I walked to look at him resting there. It had been a hard time for him, too. The football season was a seven-day a week, twelve-hour a day kind of job. Then I’d fallen into his lap and I knew he was disrupting his schedule to meet me, watch me, and worry about me. He was very worried, I was sure about that, because he checked in so often to ask how my day was going and if I was all right. That first night when I’d told him about breaking up with Ward, I had fallen asleep on this same couch without meaning to. Then, the next night, he’d suggested that he could come over to the cottage, and when my dad hadn’t returned home, I’d changed the sheets and Bowie had slept in his bed. Diagonally, because even though it was bigger than my own twin mattress, it was still too small for him.

We’d kept doing that. I’d been over here, stretched out on the couch that was actually just about as large as where I slept in the cottage, and once or twice he’d come to me, but I didn’t want him to. It was just too small and uncomfortable, even in my dad’s big-ish bed. No, Bowie needed to be here and I didn’t need to be foisting myself on him.

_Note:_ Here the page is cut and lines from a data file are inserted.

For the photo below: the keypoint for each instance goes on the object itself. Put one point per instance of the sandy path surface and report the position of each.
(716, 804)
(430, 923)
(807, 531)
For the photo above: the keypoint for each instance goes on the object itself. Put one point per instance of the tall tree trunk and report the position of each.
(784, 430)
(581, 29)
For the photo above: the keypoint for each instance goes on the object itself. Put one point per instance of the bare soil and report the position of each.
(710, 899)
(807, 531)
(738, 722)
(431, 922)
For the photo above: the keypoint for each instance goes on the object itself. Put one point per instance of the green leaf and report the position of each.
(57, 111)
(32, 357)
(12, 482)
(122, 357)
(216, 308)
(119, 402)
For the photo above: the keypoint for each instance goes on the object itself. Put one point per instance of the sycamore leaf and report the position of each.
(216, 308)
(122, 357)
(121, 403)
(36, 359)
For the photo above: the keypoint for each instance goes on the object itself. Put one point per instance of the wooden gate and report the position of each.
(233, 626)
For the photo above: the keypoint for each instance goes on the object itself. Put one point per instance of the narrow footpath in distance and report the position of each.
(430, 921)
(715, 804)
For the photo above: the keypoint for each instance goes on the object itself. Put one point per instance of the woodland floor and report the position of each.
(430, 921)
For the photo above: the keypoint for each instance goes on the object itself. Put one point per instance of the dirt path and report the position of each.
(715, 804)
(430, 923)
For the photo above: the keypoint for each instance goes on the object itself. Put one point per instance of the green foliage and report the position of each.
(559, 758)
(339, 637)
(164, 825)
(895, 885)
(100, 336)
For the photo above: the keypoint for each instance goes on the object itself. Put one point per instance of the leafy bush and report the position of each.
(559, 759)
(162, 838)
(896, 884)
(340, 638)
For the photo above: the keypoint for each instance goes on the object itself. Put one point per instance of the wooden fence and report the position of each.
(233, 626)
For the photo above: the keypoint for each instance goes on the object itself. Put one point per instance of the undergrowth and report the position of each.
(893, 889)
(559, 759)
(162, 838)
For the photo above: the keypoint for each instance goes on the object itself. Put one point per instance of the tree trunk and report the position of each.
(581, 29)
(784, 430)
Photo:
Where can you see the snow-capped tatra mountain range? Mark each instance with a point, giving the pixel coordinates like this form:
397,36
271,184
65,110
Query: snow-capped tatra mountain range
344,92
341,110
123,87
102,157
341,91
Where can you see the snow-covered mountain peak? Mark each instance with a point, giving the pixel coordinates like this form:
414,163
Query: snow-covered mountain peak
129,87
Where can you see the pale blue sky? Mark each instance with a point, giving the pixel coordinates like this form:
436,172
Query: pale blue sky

Except that when we were apart, when I was at my house and he was here in his, and even if my dad happened to be there with me…I was scared stiff. I was only sleeping in little bursts from which I’d wake up with a jolt of terror, sure that Ward was reaching for me.

I sat down on the very edge of the sofa, where there was a little space on the cushion. “Bowie?” I whispered. He needed to eat. He worked out too hard and too often, and he was too big to skip meals. “Bowie.”

He made a sound like a little groan. “I’m awake. Damn.”